Pathology of Anticarsia gemmatalis larvae infected by two recombinant A. gemmatalis multicapsid nucleopolyhedroviruses

Light and stereomicroscopy examinations of Anticarsia gemmatalis multicapsid nucleopolyhedrovirus (AgMNPV)-infected insects were performed in order to follow infection in its host, A. gemmatalis.

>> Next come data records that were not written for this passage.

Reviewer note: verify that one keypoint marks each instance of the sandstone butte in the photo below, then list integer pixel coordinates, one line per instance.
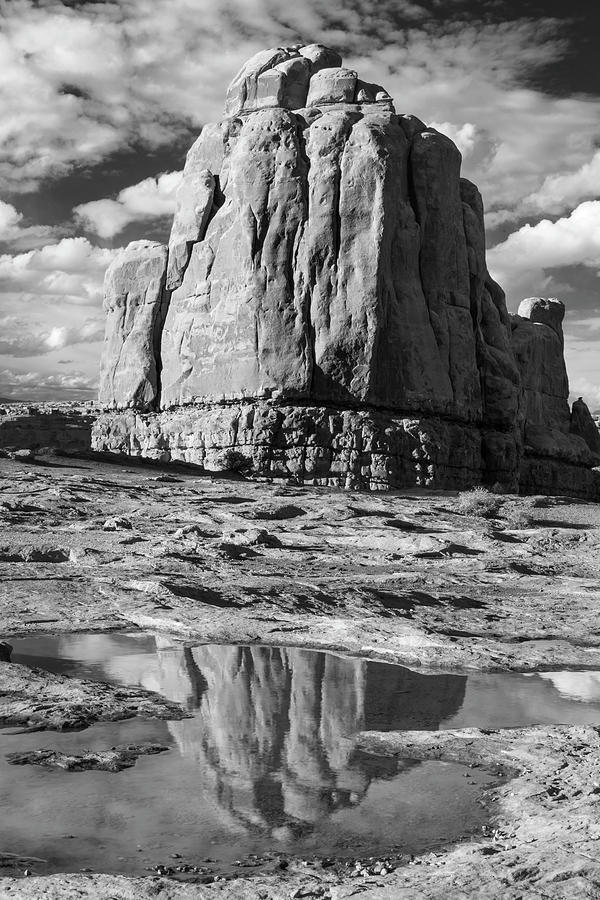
(324, 308)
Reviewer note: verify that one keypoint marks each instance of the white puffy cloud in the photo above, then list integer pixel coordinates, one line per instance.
(51, 299)
(12, 230)
(523, 263)
(150, 198)
(70, 271)
(21, 337)
(560, 192)
(34, 385)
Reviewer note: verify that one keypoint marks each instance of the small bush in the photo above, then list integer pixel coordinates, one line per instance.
(231, 460)
(478, 502)
(518, 513)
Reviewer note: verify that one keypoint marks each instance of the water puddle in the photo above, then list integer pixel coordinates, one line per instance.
(267, 761)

Fourth-instar A. gemmatalis larvae were infected by administration of occluded virus (polyhedra) from two recombinant AgMNPV viruses (vAgEGTΔ-lacZ or vAgGalA2) directly into the larvae foregut. The recombinant virus vAgEGTΔ-lacZ has the β-galactosidase gene (lac-Z) of Escherichia coli under the control of a constitutive promoter (hsp70 from Drosophila melanogaster). The vAgGalA2 virus has the reporter gene lac-Z under the control of the AgMNPV very late polyhedrin gene promoter. At different times post-infection (p.i.) the infected larvae were dissected, fixed, and the product of the expression of the lac-Z gene detected by incubating the insects in a buffer containing X-gal. This allowed us to follow the infection through the blue cells (due to the degradation of X-gal by the enzyme Lac-Z). Insect larvae inoculated with polyhedra from the recombinant viruses showed midgut cells to be infected first, followed by tracheal cells, hemolymph, fat body, Malpighian tubules and brain cells. The infection was similar for the two recombinant viruses, with blue cells appearing earlier in insects infected with the vAgEGTΔ-lacZ virus when compared to the vAgGalA2 virus.